The Caloveto area in northeastern Calabria hosts a stratigraphic succession which documents the evolution from shallow water carbonates to deeper-water pelagic and hemipelagic deposits, bearing ample evidence for severe tectonic control on Jurassic and Early Cretaceous sedimentation. Geological mapping indicates that the shallow-water carbonates, also with coral assemblages, formed a narrow fringe around a high of the Hercynian basement, made of low-grade metamorphic rock, which remained emergent throughout the Pliensbachian and became an intrabasinal high of the Longobucco basin, hosting thin pelagic sedimentation during most of the Jurassic.
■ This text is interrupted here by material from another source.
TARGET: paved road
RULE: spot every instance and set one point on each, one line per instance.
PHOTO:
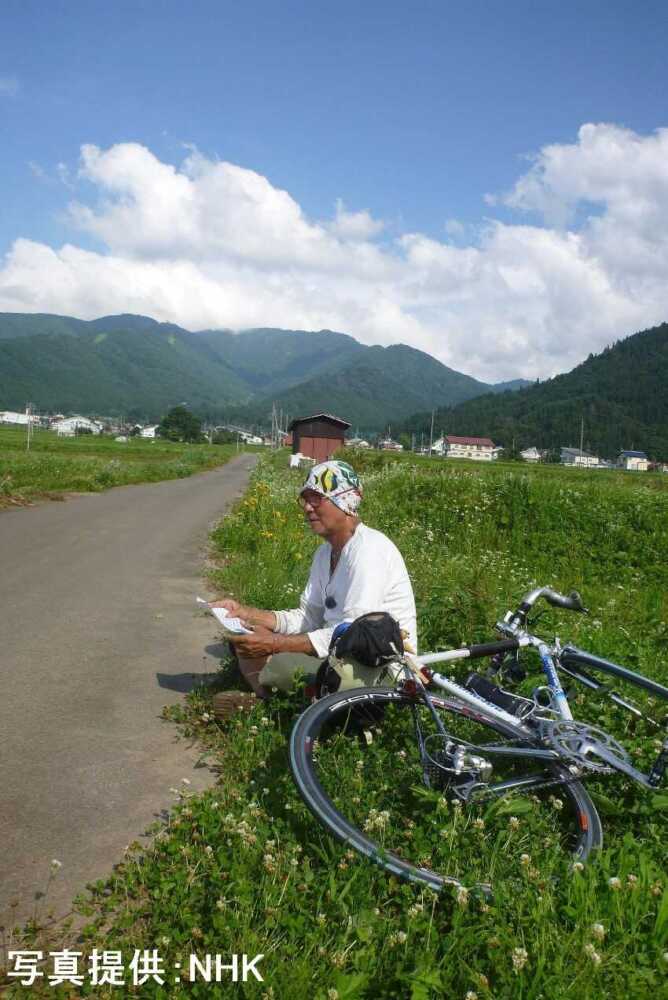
(98, 630)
An extensional phase in the Toarcian disrupted and foundered the benthic carbonate factory, whose drowning is documented by a change to Rosso Ammonitico-type deposits. This resulted in a complex network of neptunian dykes (also intruding the basement) and in-situ breccias. Starting in the late Toarcian, the rugged submarine topography was gradually leveled by onlapping marls, radiolarites and pelagic limestone, which sealed the Toarcian fault zones producing a diverse array of unconformities. Colonization by microbial communities characterizes the initial stages of marine sedimentation around the cores of Paleozoic basement, as banded polychrome microbialites and “swollen” phyllites, a result of the microbially-influenced/induced displacive growth of calcium carbonate crystals along split cleavage planes, constitute an unexpected field tool for identifying basin margins. Silicified marginal zones in the shallow water limestone characterize, analogous to other Tethyan regions, the onlap unconformities of chert-rich basinal units on the submerged carbonate fringes.